Wednesday, January 20, 2016

The illusion of skill - III

Pundits on TV are another who confidently predict future events that are essentially unpredictable. TV experts make it sound as if predicting the future is only slightly more messy than solving mathematical equations. And they rarely mention the word 'luck'.  As Kahneman says in his book, Thinking, Fast and Slow 'The idea that large historical events are determined by luck is profoundly shocking, although it is demonstrably true.' History is full of low predictability and large impact Black Swan events that are predictable only in retrospect. History looks more easy to explain when viewed backwards than it does when the events are actually happening, what Nassim Nicholas Taleb calls 'the narrative fallacy'. As Taleb says in The Black Swan:
Our inability to predict in environments subjected to the Black Swan, coupled with a general lack of the awareness of this state of affairs, means that certain professionals, while believing they are experts, are in fact not.  Based on their empirical record, they do not know more about their subject matter than the general population, but they are much better at narrating -  or, worse, at smoking you with complicated mathematical models. They are also more likely to wear a tie.
 Philip Tetlock, a psychologist at the University of California, Berkeley selected 284 people who made their living "commenting or offering advice on political and economic trends," including journalists, foreign policy specialists, economists and intelligence analysts, and began asking them to make predictions. Over a couple of decades, he asked them to rate the probability of outcomes of several questions: Would George Bush be re-elected? Would apartheid in South Africa end peacefully? Would Quebec secede from Canada? Would the dot-com bubble burst? Overall he had over 80,000 predictions.

How did the experts do? When it came to predicting the likelihood of an outcome, the vast majority performed worse than random chance i.e, they would have done better picking their answers blindly out of a hat.
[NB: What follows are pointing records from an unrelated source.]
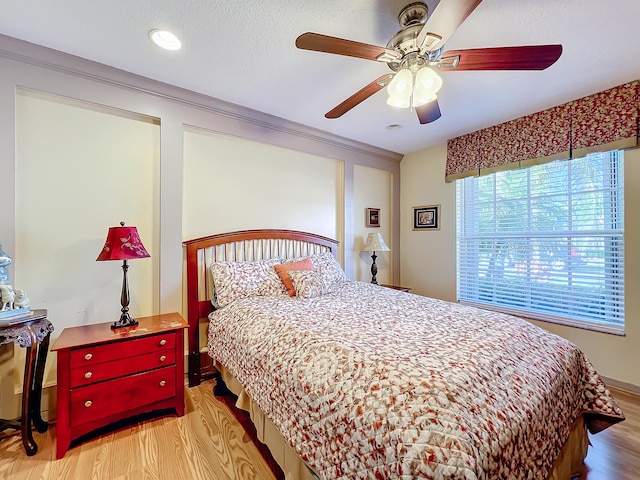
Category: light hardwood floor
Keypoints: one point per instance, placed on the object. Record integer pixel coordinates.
(208, 443)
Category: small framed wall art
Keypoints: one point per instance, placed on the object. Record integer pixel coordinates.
(426, 217)
(372, 217)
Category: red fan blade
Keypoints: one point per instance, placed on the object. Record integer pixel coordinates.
(340, 46)
(429, 112)
(530, 57)
(445, 19)
(360, 96)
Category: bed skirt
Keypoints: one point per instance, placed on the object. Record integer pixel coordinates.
(569, 464)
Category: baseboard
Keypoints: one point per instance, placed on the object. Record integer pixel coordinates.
(627, 387)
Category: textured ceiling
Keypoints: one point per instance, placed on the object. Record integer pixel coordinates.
(243, 52)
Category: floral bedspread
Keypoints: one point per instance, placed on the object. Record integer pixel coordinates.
(369, 382)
Liberals, moderates and conservatives were all equally ineffective. Most of the subjects had post-graduate degrees but they were mostly useless when it came to forecasting. Even in the region they had most knowledge of, the experts were not much better than non-specialists.

The main reason for the inaccuracy has to do with overconfidence. Because the experts were convinced that they were right, they tended to ignore all the evidence suggesting that they were wrong - they had an enhanced illusion of their skill. Those with the most knowledge were less reliable. This is because these experts were cocooned in their area of specialisation and tended to view the world through a narrow lens, what Nassim Nicholas Taleb calls 'the philistinism of the over-specialised scholar'. It is like the blind who touch different parts of an elephant and conclude that it is like a rope, a pillar, etc.

Tetlock also found that the experts were resistant to admitting error when it was pointed out to them, offering a number of excuses for their mistakes. The problem is that the over-specialised expert who can come up with the catchy one-liner is more likely to be invited to TV studios since  he is more interesting to listen to than the expert who uses a lot of 'ifs' and 'buts' even though the latter may be closer to the truth. The preferred expert will be the one who gives short, snappy answers to a screaming host who demands, 'India wants to know.' A safe rule of thumb to follow is to ignore the views of the experts who sound very confident about their forecasts. As Kahneman says in his book:
The first lesson is that errors of prediction are inevitable because the world is unpredictable.  The second is that high subjective confidence is not to be trusted as an indicator of accuracy (low confidence could be more informative).